Hilarious. I love it. But poor dumb fuck in a tweed blazer that he was, he didn’t get that secretly-hoped-for ordeal, so in desperation he jumped off a bridge. A horrible detail is that he missed the water below the bridge and instead landed in the mud and suffocated to death. Now there’s an ordeal. Poetic justice of a kind, I guess, because certainly he was suffocating on his life and his addictions. I wonder if he had bipolar disorder and was medicating it with alcohol. Possibly. He was in and out of hospitals with “nervous exhaustion.” What is that?
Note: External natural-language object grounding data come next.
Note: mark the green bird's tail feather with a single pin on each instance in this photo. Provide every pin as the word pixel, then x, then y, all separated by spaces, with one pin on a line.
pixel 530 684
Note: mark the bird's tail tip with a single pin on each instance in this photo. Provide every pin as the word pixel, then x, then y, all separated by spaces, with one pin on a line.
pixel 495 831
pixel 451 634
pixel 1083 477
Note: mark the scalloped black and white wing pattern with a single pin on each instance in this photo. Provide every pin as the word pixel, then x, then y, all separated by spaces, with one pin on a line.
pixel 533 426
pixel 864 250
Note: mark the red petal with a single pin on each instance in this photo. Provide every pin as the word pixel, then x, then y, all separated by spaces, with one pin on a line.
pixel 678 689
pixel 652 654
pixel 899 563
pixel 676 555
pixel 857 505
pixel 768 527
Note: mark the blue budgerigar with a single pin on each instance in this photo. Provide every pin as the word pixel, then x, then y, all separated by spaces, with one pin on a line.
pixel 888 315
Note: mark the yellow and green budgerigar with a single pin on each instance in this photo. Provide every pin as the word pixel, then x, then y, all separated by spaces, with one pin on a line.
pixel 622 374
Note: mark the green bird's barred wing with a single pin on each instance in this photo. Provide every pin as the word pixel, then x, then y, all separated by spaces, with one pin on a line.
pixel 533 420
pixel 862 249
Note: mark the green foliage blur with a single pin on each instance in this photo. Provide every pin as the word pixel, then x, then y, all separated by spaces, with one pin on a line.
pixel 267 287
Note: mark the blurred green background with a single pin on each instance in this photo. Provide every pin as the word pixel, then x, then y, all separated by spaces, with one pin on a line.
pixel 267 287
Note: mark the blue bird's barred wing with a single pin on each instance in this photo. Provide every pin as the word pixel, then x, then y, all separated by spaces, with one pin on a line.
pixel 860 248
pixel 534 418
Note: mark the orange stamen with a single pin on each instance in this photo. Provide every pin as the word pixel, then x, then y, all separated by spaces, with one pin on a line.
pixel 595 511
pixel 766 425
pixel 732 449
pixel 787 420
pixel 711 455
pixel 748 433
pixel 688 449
Anyway, why am I so interested in John Berryman? Because I am heavy bored. I know better than to wish for an ordeal. Life dishes them up without our issuing invitations, so I have enough good sense not to ask for one. It is ordeal enough to have to sit here in Houston and teach five more classes, dammit, when I want to be doing something else. I should be grateful for what I have. I am stupid to be complaining. Look at the comforts I have! Look at the good fortune. I should be trembling with ecstasy in the full realization of the now. This moment. “In this moment,” the zen master famously said, “what is missing?”

Excitement. Movement. Passion. All of those are missing. I am beside myself with the desire not to teach again, not to do again what I have done so many times before. I want to break loose, be wild, roar and holler. And instead I have to prepare my course syllabi. Grrrrrrrrrrrr.